A domestic cleanser contains concentrated HCl as the active ingredient. A titration experiment was carried out to determine the concentration of HCl in the domestic cleanser. 20.0 ml of the cleanser were diluted to 250.0 ml with distilled water. 25.0 ml of the diluted cleanser were the titrated against 0.5 mol L-1 sodium hydroxide solution. 15.00 ml of sodium hydroxide solution were required for complete neutralization.

(A)Calculate the molarity of hydrochloric acid in the cleanser.
(B)Calculate the concentration, in g dm-3, of hydrochloric acid in the cleanser.

Thank you

so the Molarity of the diluted is M/(250/20)

25ml*(M/(250/20)=15ml*.5

M= 15.*.5*250/20*1/25=15*.25 check that.
from preceeding,
molarity= gramssolute/molmass*1liter
grams solute/liter= M*molmassHCl
= 15*.25/36

To calculate the molarity of hydrochloric acid (HCl) in the cleanser, we can use the principle of stoichiometry and the equation of the neutralization reaction between HCl and sodium hydroxide (NaOH).

Given data:
Volume of diluted cleanser used for titration (V₁) = 25.0 ml = 0.025 L
Volume of NaOH solution required for neutralization (V₂) = 15.00 ml = 0.015 L
Concentration of NaOH solution (C₂) = 0.5 mol L⁻¹

Since the balanced chemical equation for the reaction between HCl and NaOH is 1:1, we can equate the moles of HCl with the moles of NaOH involved in the reaction.

Moles of NaOH used = Concentration of NaOH × Volume of NaOH
Moles of NaOH used = 0.5 mol L⁻¹ × 0.015 L
Moles of NaOH used = 0.0075 mol

Since the balanced equation is 1:1 between HCl and NaOH, the moles of HCl present in the cleanser will also be 0.0075 mol.

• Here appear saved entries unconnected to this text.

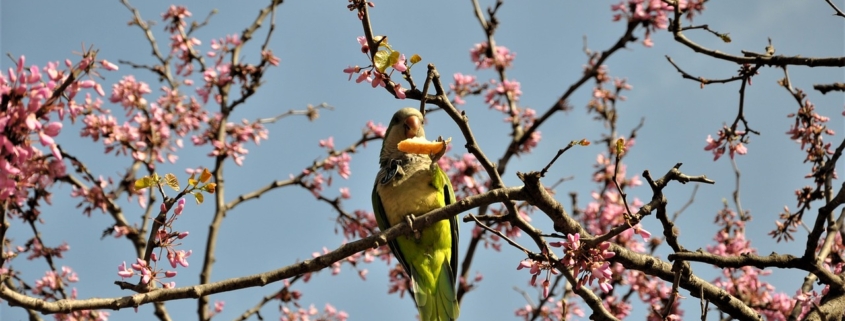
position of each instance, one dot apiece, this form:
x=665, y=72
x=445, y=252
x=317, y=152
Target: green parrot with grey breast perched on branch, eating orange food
x=413, y=184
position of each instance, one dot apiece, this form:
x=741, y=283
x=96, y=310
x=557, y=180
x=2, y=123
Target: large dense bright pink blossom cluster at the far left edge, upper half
x=33, y=99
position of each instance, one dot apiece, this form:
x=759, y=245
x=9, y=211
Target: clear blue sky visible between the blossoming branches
x=316, y=40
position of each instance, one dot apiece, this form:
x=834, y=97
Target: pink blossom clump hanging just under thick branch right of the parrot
x=587, y=263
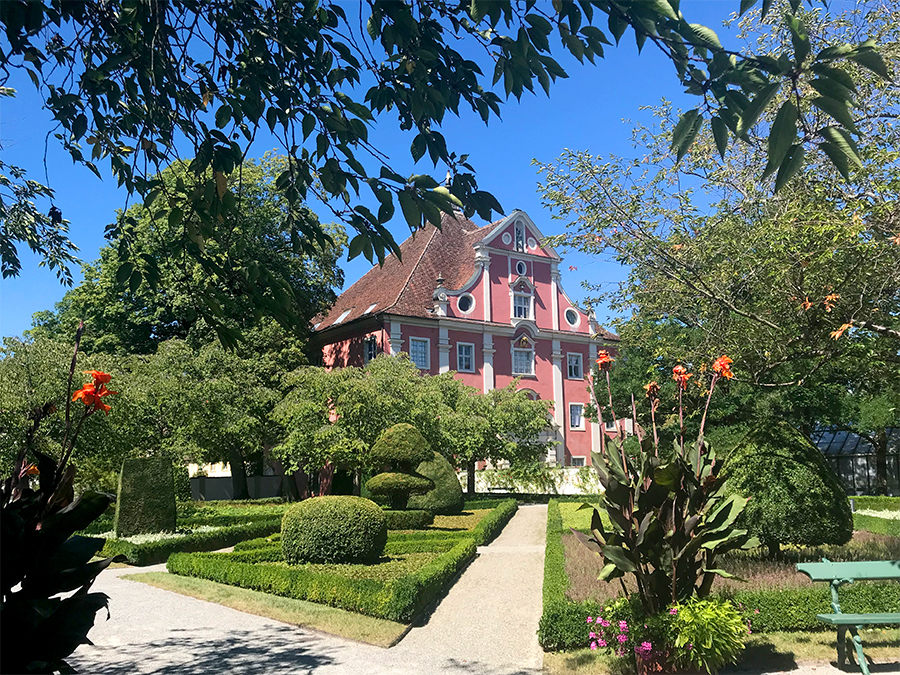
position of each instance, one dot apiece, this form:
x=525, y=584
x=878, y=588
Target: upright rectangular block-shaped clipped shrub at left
x=146, y=498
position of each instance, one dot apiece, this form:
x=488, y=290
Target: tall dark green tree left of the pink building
x=125, y=318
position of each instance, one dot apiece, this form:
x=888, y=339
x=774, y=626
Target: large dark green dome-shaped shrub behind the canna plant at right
x=795, y=497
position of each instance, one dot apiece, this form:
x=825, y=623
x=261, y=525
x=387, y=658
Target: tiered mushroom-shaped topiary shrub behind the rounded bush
x=402, y=448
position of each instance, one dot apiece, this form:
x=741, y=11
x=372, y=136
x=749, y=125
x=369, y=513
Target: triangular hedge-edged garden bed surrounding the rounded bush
x=416, y=568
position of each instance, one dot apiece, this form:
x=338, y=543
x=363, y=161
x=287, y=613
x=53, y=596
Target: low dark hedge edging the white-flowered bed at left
x=153, y=552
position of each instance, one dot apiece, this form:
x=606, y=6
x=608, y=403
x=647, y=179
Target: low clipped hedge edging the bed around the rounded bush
x=397, y=600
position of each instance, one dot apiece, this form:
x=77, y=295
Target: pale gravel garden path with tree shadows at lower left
x=486, y=624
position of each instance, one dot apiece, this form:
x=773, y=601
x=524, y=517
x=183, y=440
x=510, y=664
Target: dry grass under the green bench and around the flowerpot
x=766, y=652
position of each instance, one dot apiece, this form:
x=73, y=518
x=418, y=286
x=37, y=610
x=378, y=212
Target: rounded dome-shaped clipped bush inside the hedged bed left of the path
x=333, y=529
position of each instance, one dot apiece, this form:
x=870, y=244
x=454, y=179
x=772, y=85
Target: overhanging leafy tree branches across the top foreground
x=141, y=84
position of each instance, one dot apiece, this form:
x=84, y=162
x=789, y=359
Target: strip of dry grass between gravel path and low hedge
x=379, y=632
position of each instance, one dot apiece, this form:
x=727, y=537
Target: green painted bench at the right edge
x=840, y=573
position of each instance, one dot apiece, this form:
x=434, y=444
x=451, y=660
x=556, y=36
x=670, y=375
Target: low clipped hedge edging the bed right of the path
x=562, y=624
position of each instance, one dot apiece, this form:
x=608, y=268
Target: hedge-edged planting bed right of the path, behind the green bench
x=774, y=598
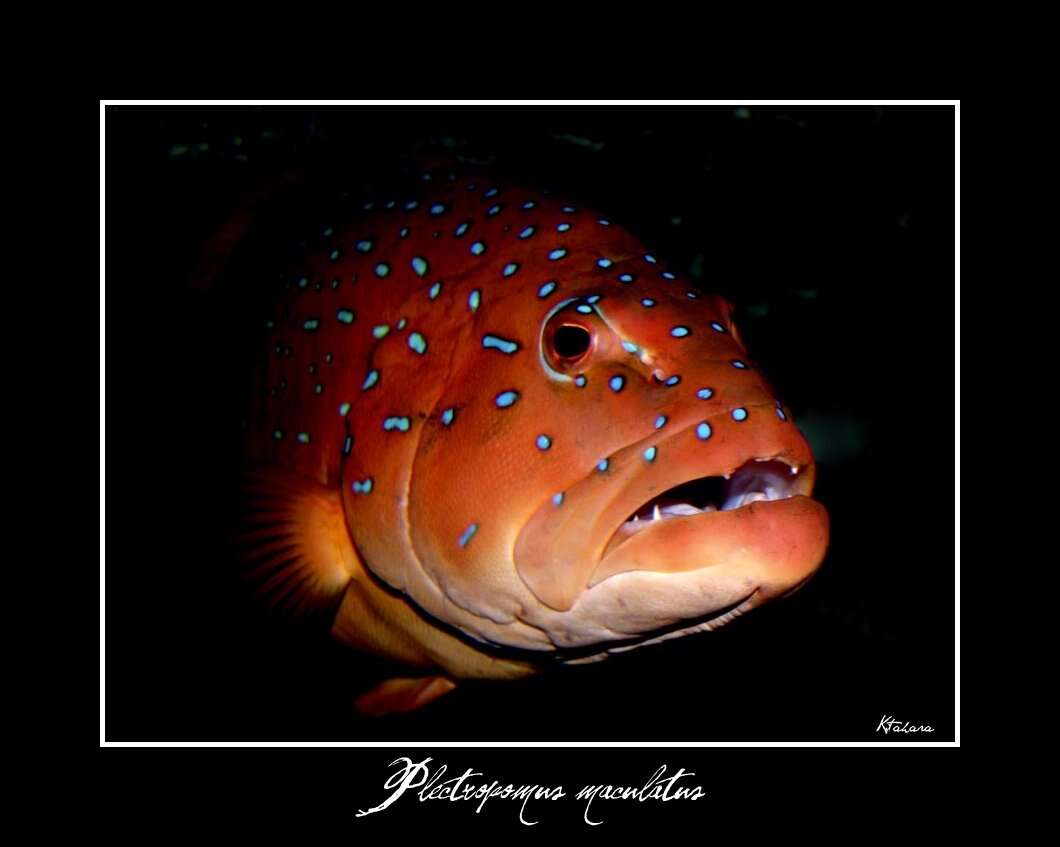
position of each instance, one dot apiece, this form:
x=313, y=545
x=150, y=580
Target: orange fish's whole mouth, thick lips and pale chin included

Now we can calculate the volume of the diluted cleanser used for titration in terms of the original undiluted cleanser:

Volume of undiluted cleanser (V) = Volume of diluted cleanser × Dilution factor
Dilution factor = Total volume of diluted cleanser / Volume of undiluted cleanser
Dilution factor = 250.0 ml / 20.0 ml
Dilution factor = 12.5

Therefore, the volume of the undiluted cleanser used for titration = 0.025 L / 12.5
Volume of undiluted cleanser used for titration = 0.002 L

Molarity of HCl in the cleanser (C) = Moles of HCl / Volume of undiluted cleanser
Molarity of HCl in the cleanser = 0.0075 mol / 0.002 L
Molarity of HCl in the cleanser = 3.75 mol L⁻¹

Answer: The molarity of hydrochloric acid in the cleanser is 3.75 mol L⁻¹.

To calculate the concentration of hydrochloric acid (HCl) in the cleanser in g dm⁻³ (grams per decimeter cubed), we need to use the molarity of HCl and its molar mass.

The molar mass of HCl is 36.461 g mol⁻¹ (1 mol of HCl weighs approximately 36.461 grams).

Concentration of HCl in the cleanser (in g dm⁻³) = Molarity of HCl × Molar mass of HCl
Concentration of HCl in the cleanser = 3.75 mol L⁻¹ × 36.461 g mol⁻¹

Concentration of HCl in the cleanser = 136.72 g dm⁻³

Answer: The concentration of hydrochloric acid in the cleanser is 136.72 g dm⁻³.